Federal Rule of Evidence 201(b) provides that a court may take judicial notice of a fact “not subject to reasonable dispute in that it is either (1) generally known within the territorial jurisdiction of the trial court or (2) capable of accurate and ready determination by resort to sources whose accuracy cannot be reasonably questioned.” Federal courts may take notice of the contents of newspaper articles. See Ritter v. Hughes Aircraft Co., 58 F.3d 454, 458-59 (9th Cir. 1995) (holding that district court properly took judicial notice of newspaper article detailing widespread layoffs by defendant because existence of the layoffs “is a fact which would be generally known in Southern California and which would be capable of sufficiently accurate and ready determination.”).
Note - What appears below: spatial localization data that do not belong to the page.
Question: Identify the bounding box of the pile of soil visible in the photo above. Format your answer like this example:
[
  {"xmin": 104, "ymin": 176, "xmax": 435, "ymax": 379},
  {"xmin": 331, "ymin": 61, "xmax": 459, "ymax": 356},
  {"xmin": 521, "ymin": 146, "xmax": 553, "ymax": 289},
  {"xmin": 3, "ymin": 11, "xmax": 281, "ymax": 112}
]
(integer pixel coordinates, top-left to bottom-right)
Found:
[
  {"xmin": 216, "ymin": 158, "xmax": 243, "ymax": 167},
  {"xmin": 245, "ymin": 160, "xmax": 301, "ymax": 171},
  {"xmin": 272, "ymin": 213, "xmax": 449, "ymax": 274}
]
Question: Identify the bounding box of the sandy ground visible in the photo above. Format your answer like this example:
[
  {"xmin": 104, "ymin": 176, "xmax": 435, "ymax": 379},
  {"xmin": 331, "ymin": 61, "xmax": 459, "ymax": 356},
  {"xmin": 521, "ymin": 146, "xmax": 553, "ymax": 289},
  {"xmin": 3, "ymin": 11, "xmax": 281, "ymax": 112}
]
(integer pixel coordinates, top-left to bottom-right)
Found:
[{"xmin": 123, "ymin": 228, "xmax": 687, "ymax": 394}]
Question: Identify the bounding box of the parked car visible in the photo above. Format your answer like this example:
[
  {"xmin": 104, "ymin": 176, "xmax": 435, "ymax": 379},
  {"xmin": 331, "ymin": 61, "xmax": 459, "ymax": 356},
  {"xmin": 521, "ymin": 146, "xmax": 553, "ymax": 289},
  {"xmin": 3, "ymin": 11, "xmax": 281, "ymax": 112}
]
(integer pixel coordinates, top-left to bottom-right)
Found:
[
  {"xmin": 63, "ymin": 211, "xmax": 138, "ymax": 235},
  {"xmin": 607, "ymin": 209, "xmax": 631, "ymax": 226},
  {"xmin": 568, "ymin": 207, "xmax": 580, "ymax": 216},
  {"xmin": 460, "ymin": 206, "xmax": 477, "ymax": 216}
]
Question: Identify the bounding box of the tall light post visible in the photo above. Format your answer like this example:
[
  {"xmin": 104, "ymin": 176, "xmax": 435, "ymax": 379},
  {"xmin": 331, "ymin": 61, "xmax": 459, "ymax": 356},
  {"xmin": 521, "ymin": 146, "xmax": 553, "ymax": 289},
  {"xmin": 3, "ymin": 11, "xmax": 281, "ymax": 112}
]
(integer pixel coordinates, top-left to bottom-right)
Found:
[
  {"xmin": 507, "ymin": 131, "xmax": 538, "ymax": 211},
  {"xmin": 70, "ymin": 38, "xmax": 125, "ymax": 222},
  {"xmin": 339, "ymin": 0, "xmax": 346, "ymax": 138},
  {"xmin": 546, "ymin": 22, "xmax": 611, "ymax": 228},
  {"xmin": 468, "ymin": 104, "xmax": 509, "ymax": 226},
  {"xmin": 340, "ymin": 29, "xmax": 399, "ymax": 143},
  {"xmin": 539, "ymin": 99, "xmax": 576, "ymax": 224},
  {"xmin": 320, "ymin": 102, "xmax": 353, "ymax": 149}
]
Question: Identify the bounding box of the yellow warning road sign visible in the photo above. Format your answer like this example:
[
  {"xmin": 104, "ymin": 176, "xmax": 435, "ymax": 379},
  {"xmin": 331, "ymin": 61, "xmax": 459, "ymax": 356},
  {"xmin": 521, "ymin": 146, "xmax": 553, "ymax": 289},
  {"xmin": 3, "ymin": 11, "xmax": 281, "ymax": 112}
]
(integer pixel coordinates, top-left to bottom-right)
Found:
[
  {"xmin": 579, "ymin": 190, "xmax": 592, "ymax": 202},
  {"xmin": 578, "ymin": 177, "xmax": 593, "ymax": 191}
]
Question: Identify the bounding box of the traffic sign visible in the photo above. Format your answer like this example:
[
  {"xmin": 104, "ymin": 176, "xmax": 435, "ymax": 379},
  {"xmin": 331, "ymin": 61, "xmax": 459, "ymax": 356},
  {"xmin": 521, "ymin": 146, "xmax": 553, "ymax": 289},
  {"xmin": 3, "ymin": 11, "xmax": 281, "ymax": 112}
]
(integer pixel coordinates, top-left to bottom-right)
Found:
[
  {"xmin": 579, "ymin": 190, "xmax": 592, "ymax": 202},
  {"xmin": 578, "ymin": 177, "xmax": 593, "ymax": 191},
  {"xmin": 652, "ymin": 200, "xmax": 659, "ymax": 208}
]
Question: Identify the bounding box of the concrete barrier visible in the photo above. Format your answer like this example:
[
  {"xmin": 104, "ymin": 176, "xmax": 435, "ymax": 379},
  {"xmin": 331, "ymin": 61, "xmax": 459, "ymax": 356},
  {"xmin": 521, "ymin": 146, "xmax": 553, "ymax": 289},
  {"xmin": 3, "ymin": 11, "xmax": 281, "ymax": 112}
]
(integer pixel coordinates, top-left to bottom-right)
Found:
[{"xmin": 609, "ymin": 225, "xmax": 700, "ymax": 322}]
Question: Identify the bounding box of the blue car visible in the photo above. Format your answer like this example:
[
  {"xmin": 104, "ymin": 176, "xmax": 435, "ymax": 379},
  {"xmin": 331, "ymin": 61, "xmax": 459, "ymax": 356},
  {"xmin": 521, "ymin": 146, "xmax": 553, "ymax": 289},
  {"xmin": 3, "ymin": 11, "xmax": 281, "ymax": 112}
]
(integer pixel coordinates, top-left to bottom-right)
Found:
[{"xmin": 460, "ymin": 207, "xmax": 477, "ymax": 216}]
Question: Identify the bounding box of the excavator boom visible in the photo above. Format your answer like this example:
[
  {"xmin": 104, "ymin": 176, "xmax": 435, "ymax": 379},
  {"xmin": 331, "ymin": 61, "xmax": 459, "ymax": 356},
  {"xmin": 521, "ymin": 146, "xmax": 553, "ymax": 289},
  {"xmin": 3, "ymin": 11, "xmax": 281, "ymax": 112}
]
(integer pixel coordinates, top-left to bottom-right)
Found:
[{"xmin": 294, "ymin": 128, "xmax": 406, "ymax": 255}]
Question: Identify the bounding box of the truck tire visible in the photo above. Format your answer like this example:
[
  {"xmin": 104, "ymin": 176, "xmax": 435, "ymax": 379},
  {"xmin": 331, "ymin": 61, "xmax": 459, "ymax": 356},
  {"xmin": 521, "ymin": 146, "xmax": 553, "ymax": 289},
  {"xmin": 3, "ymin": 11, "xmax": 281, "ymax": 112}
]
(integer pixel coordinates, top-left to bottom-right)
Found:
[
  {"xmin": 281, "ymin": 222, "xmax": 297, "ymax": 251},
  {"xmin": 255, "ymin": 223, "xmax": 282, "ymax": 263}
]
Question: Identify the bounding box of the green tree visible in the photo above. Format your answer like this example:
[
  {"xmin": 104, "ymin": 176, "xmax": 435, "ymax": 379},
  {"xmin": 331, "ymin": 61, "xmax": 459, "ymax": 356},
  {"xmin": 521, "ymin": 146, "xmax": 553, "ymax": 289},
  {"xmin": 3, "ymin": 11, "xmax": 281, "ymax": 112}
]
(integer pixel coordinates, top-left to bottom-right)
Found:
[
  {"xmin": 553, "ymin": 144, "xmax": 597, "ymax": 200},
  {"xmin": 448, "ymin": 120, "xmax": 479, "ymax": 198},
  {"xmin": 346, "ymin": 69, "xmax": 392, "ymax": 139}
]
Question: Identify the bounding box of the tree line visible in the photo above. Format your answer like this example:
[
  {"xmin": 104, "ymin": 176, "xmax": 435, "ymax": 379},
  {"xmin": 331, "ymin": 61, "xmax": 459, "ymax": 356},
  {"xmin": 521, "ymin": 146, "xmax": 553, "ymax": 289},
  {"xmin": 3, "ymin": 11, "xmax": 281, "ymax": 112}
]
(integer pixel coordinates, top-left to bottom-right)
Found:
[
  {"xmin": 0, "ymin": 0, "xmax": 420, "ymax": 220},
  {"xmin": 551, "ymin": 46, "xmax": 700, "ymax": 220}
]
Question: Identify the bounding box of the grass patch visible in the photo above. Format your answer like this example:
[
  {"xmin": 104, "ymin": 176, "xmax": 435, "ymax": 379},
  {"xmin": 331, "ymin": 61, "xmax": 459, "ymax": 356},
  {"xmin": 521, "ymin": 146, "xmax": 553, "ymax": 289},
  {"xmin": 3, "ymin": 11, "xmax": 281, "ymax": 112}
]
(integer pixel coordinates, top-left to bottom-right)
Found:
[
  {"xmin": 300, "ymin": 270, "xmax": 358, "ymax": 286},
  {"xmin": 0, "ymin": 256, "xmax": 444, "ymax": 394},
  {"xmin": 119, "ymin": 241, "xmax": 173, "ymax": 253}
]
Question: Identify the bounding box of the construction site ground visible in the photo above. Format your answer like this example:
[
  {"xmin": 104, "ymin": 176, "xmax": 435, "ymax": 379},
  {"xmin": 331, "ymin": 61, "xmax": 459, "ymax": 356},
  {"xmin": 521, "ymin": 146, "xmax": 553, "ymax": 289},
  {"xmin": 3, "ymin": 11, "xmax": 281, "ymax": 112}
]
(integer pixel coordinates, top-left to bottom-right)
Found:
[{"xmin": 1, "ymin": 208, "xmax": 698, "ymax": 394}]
Exhibits 1 through 12, true and correct copies of which are attached to this Request for Judicial Notice, are articles that appeared in newspapers of wide circulation. The contents of each of these documents are matters of general knowledge within the territorial jurisdiction of this Court and are not reasonably subject to dispute. Accordingly, this Court can and should consider them in deciding Plaintiffs’ Motion for Preliminary Injunction.
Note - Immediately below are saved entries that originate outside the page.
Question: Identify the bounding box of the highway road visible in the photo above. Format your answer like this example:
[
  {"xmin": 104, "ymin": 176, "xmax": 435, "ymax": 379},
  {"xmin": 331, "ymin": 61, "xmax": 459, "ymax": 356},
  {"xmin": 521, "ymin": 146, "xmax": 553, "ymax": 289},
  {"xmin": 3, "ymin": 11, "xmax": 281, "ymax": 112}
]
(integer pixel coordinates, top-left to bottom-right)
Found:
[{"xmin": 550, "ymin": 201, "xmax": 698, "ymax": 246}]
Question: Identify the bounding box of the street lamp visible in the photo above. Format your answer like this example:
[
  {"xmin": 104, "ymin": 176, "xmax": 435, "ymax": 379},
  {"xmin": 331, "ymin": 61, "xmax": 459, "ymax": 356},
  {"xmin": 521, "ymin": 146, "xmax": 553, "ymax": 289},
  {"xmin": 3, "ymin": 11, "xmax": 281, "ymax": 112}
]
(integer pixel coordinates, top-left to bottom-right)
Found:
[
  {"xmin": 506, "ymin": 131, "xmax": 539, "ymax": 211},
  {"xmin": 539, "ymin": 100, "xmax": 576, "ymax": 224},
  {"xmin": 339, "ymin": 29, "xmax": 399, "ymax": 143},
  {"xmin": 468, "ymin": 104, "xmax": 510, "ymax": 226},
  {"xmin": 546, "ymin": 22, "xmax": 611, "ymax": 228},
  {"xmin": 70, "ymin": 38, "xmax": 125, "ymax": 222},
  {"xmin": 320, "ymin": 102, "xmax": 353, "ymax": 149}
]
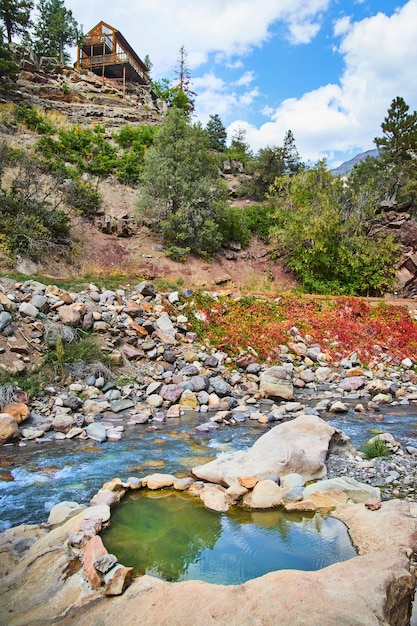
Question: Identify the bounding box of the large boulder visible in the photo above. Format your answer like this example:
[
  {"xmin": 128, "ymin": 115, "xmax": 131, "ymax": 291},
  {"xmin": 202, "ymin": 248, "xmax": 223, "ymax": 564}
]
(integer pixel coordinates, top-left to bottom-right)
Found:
[
  {"xmin": 259, "ymin": 366, "xmax": 294, "ymax": 400},
  {"xmin": 0, "ymin": 413, "xmax": 19, "ymax": 442},
  {"xmin": 192, "ymin": 414, "xmax": 352, "ymax": 487}
]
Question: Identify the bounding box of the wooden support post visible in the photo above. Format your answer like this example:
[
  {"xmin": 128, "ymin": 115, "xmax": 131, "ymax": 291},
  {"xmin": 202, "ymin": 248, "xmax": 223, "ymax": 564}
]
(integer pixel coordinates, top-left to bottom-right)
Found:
[{"xmin": 123, "ymin": 64, "xmax": 126, "ymax": 98}]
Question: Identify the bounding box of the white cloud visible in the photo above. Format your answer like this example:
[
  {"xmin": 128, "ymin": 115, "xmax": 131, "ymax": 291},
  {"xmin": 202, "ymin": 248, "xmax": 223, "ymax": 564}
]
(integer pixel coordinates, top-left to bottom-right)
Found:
[
  {"xmin": 67, "ymin": 0, "xmax": 331, "ymax": 74},
  {"xmin": 239, "ymin": 1, "xmax": 417, "ymax": 164},
  {"xmin": 333, "ymin": 16, "xmax": 351, "ymax": 37},
  {"xmin": 233, "ymin": 71, "xmax": 256, "ymax": 87},
  {"xmin": 287, "ymin": 20, "xmax": 321, "ymax": 44}
]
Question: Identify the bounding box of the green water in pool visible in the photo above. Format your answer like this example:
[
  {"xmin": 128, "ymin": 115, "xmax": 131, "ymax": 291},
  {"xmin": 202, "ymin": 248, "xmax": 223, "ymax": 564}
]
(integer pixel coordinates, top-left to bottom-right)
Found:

Judicial notice of law, legislative facts, or factual matters is proper where there is no dispute as to the authenticity of those matters. See Oneida Indian Nation of New York v. New York, 691 F.2d 1070, 1086 (2nd Cir. 1982); see also Zimomra v. Alamo Rent-A-Car, Inc., 111 F.3d 1495, 1503 (10th Cir. 1997). Exhibits 13 through 23, true and correct copies of which are attached to this Request for Judicial Notice, are public statutes and ordinances enacted by state and local legislative bodies. The contents of each of these documents are readily capable of verification and are not reasonably subject to dispute. Accordingly, this Court can and should consider them in deciding Plaintiffs’ Motion for Preliminary Injunction.
Based upon the foregoing, this Court can and should take judicial notice of each of the documents described above and attached as exhibits hereto.